Book Image

Python Digital Forensics Cookbook

By : Chapin Bryce, Preston Miller
Book Image

Python Digital Forensics Cookbook

By: Chapin Bryce, Preston Miller

Overview of this book

Technology plays an increasingly large role in our daily lives and shows no sign of stopping. Now, more than ever, it is paramount that an investigator develops programming expertise to deal with increasingly large datasets. By leveraging the Python recipes explored throughout this book, we make the complex simple, quickly extracting relevant information from large datasets. You will explore, develop, and deploy Python code and libraries to provide meaningful results that can be immediately applied to your investigations. Throughout the Python Digital Forensics Cookbook, recipes include topics such as working with forensic evidence containers, parsing mobile and desktop operating system artifacts, extracting embedded metadata from documents and executables, and identifying indicators of compromise. You will also learn to integrate scripts with Application Program Interfaces (APIs) such as VirusTotal and PassiveTotal, and tools such as Axiom, Cellebrite, and EnCase. By the end of the book, you will have a sound understanding of Python and how you can use it to process artifacts in your investigations.
Table of Contents (11 chapters)

Iterating over loose files

Recipe Difficulty: Easy

Python Version: 2.7 or 3.5

Operating System: Any

Often it is necessary to iterate over a directory and its subdirectories to recursively process all files. In this recipe, we will illustrate how to use Python to walk through directories and access files within them. Understanding how you can recursively navigate a given input directory is key as we frequently perform this exercise in our scripts.

Getting started

All libraries used in this script are present in Python's standard library. The preferred library, in most situations, for handling file and folder iteration is the built-in os library. While this library supports many useful operations, we will focus on the os.path() and os.walk() functions. Let’s use the following folder hierarchy as an example to demonstrate how directory iteration works in Python:

SecretDocs/
|-- key.txt
|-- Plans
| |-- plans_0012b.txt
| |-- plans_0016.txt
| `-- Successful_Plans
| |-- plan_0001.txt
| |-- plan_0427.txt
| `-- plan_0630.txt
|-- Spreadsheets
| |-- costs.csv
| `-- profit.csv
`-- Team
|-- Contact18.vcf
|-- Contact1.vcf
`-- Contact6.vcf

4 directories, 11 files

How to do it…

The following steps are performed in this recipe:

  1. Create a positional argument for the input directory to scan.
  2. Iterate over all subdirectories and print file paths to the console.

How it works…

We create a very basic argument handler that accepts one positional input, DIR_PATH, the path of the input directory to iterate. As an example, we will use the ~/Desktop path, the parent of SecretDocs, as the input argument for the script. We parse the command-line arguments and assign the input directory to a local variable. We’re now ready to begin iterating over this input directory:

from __future__ import print_function
import argparse
import os

__authors__ = ["Chapin Bryce", "Preston Miller"]
__date__ = 20170815
__description__ = "Directory tree walker"

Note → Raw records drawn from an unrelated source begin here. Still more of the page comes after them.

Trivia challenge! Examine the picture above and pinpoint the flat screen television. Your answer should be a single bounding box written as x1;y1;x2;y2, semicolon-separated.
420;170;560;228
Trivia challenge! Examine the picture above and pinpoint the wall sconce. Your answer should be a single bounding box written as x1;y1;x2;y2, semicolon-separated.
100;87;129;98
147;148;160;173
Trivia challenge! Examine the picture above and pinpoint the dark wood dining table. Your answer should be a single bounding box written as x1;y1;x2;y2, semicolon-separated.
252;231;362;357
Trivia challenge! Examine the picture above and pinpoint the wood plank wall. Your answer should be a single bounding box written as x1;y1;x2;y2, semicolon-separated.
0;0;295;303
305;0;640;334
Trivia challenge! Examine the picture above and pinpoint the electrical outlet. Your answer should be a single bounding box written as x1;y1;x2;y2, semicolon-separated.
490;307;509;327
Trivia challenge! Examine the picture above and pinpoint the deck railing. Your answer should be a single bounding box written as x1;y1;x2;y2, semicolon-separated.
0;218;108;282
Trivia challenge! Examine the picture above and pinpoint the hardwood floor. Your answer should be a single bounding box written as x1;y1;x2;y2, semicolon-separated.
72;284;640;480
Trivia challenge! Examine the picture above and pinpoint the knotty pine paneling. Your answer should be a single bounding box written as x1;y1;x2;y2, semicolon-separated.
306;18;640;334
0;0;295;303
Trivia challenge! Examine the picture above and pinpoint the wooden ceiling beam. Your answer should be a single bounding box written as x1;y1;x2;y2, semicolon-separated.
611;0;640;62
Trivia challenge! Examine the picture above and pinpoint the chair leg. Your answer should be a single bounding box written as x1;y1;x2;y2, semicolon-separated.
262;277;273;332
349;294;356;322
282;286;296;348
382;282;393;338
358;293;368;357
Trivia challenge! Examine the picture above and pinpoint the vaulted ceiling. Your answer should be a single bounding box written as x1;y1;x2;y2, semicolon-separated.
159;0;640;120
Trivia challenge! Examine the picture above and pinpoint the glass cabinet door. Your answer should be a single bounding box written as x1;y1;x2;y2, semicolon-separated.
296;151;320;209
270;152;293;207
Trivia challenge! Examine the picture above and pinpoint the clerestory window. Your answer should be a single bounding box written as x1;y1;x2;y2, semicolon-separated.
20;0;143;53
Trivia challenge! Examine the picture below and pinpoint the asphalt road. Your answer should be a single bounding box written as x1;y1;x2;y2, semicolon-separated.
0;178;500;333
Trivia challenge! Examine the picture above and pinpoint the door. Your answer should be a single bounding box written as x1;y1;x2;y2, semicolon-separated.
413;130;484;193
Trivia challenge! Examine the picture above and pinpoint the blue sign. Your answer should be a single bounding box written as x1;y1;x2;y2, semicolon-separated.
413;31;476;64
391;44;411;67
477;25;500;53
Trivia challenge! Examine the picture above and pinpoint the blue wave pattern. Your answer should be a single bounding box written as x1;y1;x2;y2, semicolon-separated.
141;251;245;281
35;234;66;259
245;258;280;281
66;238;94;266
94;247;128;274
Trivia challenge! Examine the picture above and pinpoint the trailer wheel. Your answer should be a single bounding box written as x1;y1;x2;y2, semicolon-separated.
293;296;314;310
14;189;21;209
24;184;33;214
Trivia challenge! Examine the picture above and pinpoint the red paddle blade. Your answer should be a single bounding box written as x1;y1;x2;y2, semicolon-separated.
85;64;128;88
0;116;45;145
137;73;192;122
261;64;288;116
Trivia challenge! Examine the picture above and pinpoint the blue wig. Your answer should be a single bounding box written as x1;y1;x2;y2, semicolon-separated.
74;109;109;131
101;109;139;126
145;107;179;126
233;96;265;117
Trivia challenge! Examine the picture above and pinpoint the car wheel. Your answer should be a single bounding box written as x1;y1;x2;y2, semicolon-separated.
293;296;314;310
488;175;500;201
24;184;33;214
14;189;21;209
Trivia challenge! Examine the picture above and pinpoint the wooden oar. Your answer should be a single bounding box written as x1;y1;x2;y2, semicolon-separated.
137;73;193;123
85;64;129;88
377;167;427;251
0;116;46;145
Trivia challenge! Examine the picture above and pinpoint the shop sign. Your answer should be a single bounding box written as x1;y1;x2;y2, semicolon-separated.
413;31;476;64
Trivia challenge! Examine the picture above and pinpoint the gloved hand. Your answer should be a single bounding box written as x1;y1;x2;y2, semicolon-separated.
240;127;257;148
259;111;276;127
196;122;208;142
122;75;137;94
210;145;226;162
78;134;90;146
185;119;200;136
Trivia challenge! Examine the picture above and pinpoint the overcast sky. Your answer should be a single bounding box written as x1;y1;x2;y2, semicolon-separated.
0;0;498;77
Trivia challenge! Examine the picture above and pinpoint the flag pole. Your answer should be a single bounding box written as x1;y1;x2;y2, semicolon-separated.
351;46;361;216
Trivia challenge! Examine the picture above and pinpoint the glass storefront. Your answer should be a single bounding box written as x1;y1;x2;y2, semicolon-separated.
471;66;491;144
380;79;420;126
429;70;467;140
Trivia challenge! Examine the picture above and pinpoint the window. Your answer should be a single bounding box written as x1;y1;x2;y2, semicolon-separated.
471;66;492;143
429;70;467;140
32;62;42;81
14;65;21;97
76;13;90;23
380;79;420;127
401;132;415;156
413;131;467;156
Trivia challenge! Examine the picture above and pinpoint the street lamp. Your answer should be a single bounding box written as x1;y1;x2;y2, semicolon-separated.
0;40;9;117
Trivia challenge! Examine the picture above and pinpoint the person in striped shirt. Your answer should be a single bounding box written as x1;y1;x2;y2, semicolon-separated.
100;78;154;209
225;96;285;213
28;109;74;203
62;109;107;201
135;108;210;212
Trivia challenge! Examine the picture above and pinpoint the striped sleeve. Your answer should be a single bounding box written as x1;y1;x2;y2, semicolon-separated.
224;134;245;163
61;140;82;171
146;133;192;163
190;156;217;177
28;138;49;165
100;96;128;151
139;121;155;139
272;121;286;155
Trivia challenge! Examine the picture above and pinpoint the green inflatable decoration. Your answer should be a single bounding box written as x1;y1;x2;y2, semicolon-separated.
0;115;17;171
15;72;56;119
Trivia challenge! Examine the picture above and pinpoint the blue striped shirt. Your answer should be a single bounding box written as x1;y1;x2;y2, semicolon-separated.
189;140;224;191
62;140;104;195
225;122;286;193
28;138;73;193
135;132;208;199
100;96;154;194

parser = argparse.ArgumentParser(
description=__description__,
epilog="Developed by {} on {}".format(
", ".join(__authors__), __date__)
)
parser.add_argument("DIR_PATH", help="Path to directory")
args = parser.parse_args()
path_to_scan = args.DIR_PATH

To iterate over a directory, we need to provide a string representing its path to os.walk(). This method returns three objects in each iteration, which we have captured in the root, directories, and files variables:

  • root: This value provides the relative path to the current directory as a string. Using the example directory structure, root would start as SecretDocs and eventually become SecretDocs/Team and SecretDocs/Plans/SuccessfulPlans.
  • directories: This value is a list of sub-directories located within the current root location. We can iterate through this list of directories, although the entries in this list will become part of the root value during successive os.walk() calls. For this reason, the value is not frequently used.
  • files: This value is a list of files in the current root location.
Be careful in naming the directory and file variables. In Python the dir and file names are reserved for other uses and should not be used as variable names.
# Iterate over the path_to_scan
for root, directories, files in os.walk(path_to_scan):

It is common to create a second for loop, as shown in the following code, to step through each of the files located in that directory and perform some action on them. Using the os.path.join() method, we can join the root and file_entry variables to obtain the file’s path. We then print this file path to the console. We may also, for example, append this file path to a list that we later iterate over to process each of the files:

    # Iterate over the files in the current "root"
for file_entry in files:
# create the relative path to the file
file_path = os.path.join(root, file_entry)
print(file_path)
We can also use root + os.sep() + file_entry to achieve the same effect, but it is not as Pythonic as the method we're using to join paths. Using os.path.join(), we can pass two or more strings to form a single path, such as directories, subdirectories, and files.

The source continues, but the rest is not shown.